The Z-U130 is currently shipping in 1GB and 2GB models, and the company is scheduled to add 4GB and 8GB versions in the coming months.
Models with capacities of 20GB and 40GB are slated for release by the second half of this year, followed by 80GB and 160GB versions next year.
The units are attached to computers through USB 1.1 and USB 2.0 connectors which in most cases will be integrated on the motherboard.
The low capacity drives target inexpensive desktop and notebook computers as well as systems for emerging markets such as Intel's Classmate PC, according to Peter Hazan, a marketing manager with Intel.
"The intention is to drive to the lowest cost with good enough capacity," said Hazan during a meeting with reporters at Intel's corporate headquarters last week.

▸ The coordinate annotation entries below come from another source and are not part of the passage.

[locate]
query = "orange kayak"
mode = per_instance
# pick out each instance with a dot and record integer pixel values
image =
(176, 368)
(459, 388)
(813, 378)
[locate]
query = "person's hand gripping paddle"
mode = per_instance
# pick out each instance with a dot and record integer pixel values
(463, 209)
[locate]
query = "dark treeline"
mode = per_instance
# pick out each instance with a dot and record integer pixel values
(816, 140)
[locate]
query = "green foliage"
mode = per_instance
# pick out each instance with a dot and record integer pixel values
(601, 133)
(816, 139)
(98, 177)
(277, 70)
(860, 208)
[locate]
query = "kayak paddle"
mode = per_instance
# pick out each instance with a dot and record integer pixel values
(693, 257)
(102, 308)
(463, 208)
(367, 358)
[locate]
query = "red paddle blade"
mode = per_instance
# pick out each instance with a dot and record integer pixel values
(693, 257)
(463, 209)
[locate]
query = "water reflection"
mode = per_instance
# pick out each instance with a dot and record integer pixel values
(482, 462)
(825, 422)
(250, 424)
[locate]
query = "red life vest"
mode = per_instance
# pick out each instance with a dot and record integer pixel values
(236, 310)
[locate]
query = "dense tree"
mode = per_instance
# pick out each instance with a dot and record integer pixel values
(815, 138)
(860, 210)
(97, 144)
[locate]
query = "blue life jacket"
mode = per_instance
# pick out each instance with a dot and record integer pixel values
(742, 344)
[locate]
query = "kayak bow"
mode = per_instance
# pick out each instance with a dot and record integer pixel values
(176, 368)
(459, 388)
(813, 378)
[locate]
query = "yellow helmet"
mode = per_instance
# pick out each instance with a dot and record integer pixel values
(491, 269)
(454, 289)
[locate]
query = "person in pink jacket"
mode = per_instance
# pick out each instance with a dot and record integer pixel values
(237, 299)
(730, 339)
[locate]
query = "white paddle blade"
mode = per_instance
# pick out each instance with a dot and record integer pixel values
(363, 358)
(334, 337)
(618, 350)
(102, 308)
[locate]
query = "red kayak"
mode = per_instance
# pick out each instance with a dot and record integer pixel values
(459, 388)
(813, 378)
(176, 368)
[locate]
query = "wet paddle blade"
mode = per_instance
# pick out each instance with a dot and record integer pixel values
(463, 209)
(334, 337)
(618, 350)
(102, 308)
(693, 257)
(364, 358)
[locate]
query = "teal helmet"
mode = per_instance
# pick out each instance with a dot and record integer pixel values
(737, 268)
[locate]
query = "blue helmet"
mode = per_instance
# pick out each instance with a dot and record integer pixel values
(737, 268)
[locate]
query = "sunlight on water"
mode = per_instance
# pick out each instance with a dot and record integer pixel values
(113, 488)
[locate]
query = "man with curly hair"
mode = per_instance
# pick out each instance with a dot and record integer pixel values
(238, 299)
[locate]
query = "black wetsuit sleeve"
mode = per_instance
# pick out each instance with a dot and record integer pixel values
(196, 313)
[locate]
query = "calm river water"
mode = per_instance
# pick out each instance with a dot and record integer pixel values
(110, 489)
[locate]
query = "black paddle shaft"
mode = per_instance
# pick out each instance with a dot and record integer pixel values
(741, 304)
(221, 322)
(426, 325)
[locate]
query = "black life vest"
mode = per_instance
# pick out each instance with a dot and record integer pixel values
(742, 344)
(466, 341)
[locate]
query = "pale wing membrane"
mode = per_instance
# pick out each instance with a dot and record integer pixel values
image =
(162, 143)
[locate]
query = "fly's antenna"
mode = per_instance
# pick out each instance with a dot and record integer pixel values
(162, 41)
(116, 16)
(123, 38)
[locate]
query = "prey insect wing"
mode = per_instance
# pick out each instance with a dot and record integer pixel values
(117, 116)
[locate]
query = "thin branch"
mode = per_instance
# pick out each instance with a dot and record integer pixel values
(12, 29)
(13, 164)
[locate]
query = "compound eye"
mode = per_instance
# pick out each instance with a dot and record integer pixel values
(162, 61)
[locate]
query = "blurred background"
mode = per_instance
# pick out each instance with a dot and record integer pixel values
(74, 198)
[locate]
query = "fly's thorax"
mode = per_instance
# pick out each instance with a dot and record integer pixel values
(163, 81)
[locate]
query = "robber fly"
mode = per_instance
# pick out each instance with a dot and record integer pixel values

"If your application requires 8GB or less [a solid state hard drive] can deliver that at a bill of materials that is lower than a hard disk drive."
Flash memory on average performs at twice the speed of a mechanical hard drive and consumes about half the power, Intel claimed.
Traditional hard drives also have a higher chance of breaking because they contain moving parts, and can make noise when spinning.
Intel's Classmate PC targets students in developing nations, and will be one of the first devices to use the chipmaker's solid state hard drive.
A Linux powered model will be equipped with a 1GB drive, and the Windows XP version is powered by a 2GB version.
At an estimated price of $300 per unit, the notebook computer is considered a direct competitor to the One Laptop Per Child notebook computer, which runs on a special version of Linux stored on 512MB of Flash memory.
Intel expects the solid state drives to show up in low cost desktop systems as well as embedded applications such as routers and point-of-sale terminals.
As chip sizes continue to shrink, Flash memory will increasingly march on the territory of hard drives. Hard drives furthermore have fixed components such as the casing and reader which cannot be reduced.
Intel predicts that a 4GB solid state Flash drive will become less expensive than a 1.8in mechanical hard drive in the first half of this year. The costs are scheduled to surpass those of 2.5in drives by the end of this year.
The 8GB model will break even by late 2008 for the 1.8in drives and mid-2009 for the 2.5in versions. Small 1.8in drives are used in portable consumer electronics such as Apple's iPod. The 2.5in models are commonly used in notebook computers.
But whereas the Intel drive is designed to reduce the physical size of the storage unit and requires a special connector not commonly found in mainstream systems, SanDisk offers a drop-in device that can be connected to a notebook's regular hard drive port.